On December 31, 2020, Mexico published a final decree in the Official Gazette of the Federation that requires the gradual elimination of the use of glyphosate and transgenic corn for human consumption in Mexico.
The Mexican government has not offered details on the implementation of the decree or the possible deadlines for these changes.
Also, according to the USDA, no information has yet been provided on how the Mexican government defines GMO corn for human consumption and what corn-derived products, if any, could be affected.
The majority of corn exports from the United States to Mexico are yellow corn destined for the livestock feed industry.
Yellow corn from the United States is also imported for use in the Mexican processing sector to make cereals, starches and other processed products.
Smaller quantities of US white corn are exported to Mexico for food use.
Mexico is largely self-sufficient in white corn production, but will supplement its own production with imports of white corn from the United States, as needed.

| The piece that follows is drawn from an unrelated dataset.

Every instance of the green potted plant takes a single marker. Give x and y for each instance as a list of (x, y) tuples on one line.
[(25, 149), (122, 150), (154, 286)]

A variety of corn-based products are also exported to Mexico.
The decree, “loosely worded,” according to the USDA, has generated widespread opposition from the industry, as well as intense lobbying efforts directed at the Mexican government to repeal the decree.
On the one hand, the president of the National Agricultural Council (CNA) of Mexico has publicly declared that the booming Mexican livestock sector could face a loss of competitiveness if the ban on transgenic corn is implemented, due to the strong dependence of the imported yellow corn sector. for poultry and livestock feed, most of which is supplied from the United States.